2. Property Transactions: Authorities responsible for registering, recording, or attesting property transfers will be restricted from processing transactions exceeding a certain value unless the individual is a registered taxpayer.
3. Securities and Mutual Funds: Authorized entities dealing in securities, debt instruments, and mutual funds will not be allowed to sell or process transactions for non-filers.
4. Banking Restrictions: Banking companies will be prohibited from opening or maintaining current or savings accounts for non-filers, except for basic ‘Asaan’ accounts. Additionally, cash withdrawals exceeding a certain limit will not be permitted for non-filers.
Exemptions Under the New Law
While the bill imposes stringent measures, it provides certain exemptions. The restrictions will not apply to:
• Purchase of rickshaws, motorcycle rickshaws, or tractors.
• Pick-up vehicles with engine capacities up to 800cc.
• Certain categories of trucks and buses, subject to limitations set by the Federal Board of Revenue (FBR).
• Investment in securities, up to a specific threshold.
• Transactions by individuals who file income tax returns and declare sources of investment and expenditure.
• Non-resident individuals and public companies, except under specific clauses.
The bill also outlines provisions regarding the filing of a statement of sources of investment and expenditure.
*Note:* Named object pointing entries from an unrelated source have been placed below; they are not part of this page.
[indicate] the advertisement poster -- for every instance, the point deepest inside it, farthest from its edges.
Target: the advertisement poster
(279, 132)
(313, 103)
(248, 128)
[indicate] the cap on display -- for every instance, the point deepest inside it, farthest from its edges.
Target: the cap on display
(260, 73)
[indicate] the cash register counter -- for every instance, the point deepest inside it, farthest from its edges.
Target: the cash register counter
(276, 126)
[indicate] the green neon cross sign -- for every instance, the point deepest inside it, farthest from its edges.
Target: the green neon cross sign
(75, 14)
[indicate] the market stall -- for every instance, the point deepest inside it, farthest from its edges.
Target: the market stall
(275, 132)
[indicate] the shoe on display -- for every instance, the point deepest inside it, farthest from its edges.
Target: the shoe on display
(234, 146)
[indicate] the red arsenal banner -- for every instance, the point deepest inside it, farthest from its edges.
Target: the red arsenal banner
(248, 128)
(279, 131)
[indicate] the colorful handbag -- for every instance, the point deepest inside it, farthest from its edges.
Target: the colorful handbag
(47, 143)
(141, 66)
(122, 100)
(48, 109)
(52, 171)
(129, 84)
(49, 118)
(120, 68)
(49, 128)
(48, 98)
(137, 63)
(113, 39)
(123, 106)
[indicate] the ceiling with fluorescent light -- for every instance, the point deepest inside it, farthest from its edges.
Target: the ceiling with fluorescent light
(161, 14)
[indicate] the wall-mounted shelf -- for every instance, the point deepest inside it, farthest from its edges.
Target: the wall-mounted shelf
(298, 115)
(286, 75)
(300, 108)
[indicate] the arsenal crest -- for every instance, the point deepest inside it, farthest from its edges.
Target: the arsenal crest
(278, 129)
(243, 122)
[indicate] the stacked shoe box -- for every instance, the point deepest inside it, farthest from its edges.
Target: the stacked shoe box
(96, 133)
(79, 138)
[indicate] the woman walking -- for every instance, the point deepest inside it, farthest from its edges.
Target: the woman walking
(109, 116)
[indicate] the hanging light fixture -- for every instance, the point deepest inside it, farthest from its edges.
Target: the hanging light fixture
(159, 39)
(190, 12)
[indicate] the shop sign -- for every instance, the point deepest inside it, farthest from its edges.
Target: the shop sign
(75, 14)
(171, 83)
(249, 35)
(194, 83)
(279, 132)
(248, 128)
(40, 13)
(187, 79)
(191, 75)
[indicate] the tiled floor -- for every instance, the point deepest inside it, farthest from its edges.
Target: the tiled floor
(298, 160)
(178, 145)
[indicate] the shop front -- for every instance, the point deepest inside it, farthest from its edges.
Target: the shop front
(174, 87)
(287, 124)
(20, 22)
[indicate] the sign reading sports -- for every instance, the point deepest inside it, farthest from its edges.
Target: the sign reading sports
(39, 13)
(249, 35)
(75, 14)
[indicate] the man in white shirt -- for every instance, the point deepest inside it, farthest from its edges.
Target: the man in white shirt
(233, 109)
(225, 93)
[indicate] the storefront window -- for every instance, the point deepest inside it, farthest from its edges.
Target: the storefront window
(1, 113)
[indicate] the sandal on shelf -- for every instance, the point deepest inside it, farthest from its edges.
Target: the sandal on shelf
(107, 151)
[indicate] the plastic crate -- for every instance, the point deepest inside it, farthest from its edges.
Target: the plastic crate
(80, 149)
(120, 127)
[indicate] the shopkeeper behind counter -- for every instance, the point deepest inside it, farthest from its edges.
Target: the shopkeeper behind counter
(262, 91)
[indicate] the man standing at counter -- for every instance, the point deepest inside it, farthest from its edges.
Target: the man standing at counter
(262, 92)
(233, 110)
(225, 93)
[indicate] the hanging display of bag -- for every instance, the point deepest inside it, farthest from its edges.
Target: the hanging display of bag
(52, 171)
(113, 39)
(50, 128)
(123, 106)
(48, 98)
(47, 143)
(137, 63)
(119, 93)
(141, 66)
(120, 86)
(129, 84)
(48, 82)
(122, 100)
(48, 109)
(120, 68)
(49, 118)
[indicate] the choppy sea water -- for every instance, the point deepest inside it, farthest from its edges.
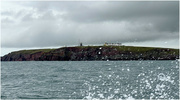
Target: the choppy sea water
(90, 80)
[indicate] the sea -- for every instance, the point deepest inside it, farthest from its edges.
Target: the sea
(90, 79)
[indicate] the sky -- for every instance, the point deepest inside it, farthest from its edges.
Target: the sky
(54, 24)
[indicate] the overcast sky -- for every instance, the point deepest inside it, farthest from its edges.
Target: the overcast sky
(53, 24)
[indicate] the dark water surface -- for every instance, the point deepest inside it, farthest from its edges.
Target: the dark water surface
(90, 80)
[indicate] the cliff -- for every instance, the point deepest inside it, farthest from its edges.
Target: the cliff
(94, 53)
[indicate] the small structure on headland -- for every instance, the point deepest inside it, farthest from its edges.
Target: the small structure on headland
(112, 44)
(80, 44)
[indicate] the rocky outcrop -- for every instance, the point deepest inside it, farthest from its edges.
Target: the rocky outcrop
(94, 53)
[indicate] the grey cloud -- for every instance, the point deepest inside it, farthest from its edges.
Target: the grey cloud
(90, 22)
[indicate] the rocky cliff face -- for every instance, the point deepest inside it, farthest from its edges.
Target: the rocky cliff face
(94, 53)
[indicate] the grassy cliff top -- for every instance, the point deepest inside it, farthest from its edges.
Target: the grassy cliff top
(134, 49)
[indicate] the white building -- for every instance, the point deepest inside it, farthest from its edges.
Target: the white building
(112, 44)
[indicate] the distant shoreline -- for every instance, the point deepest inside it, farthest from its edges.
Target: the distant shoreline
(94, 53)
However, such statements will not be considered as valid declarations of income sources under Section 111 of the Income Tax Ordinance.
Implications for Non-Filers
The passage of this bill marks a significant step in the government’s broader agenda to enforce tax compliance and discourage informal economic activity. By restricting key financial transactions, the government aims to incentivize individuals and businesses to register as taxpayers, thereby broadening the tax net.
Economists and tax analysts believe that these measures will substantially impact high-value transactions and could drive many non-filers toward formal registration. However, concerns remain about the potential economic repercussions, particularly in sectors where informal transactions are prevalent.
“The restrictions on non-filers are long overdue and necessary to increase tax compliance. However, the government must ensure that the enforcement mechanisms are efficient and do not disrupt legitimate economic activities,” said a senior tax analyst.
Political and Economic Context
The introduction of this bill comes at a time when Pakistan is facing mounting pressure to enhance revenue collection and meet IMF-imposed financial targets. The government’s commitment to curbing tax evasion aligns with its broader economic reform strategy, which includes stricter enforcement against non-filers.
As the National Assembly prepares to vote on this critical bill, stakeholders from various sectors are closely watching its progress. If approved, the new law will introduce a paradigm shift in Pakistan’s taxation system, potentially altering the landscape of financial transactions for individuals and businesses alike.
The coming days will be crucial in determining the fate of this legislation and its impact on the country’s economy. With the IMF mission’s visit on the horizon, the approval of this bill could significantly influence Pakistan’s financial negotiations and future economic stability.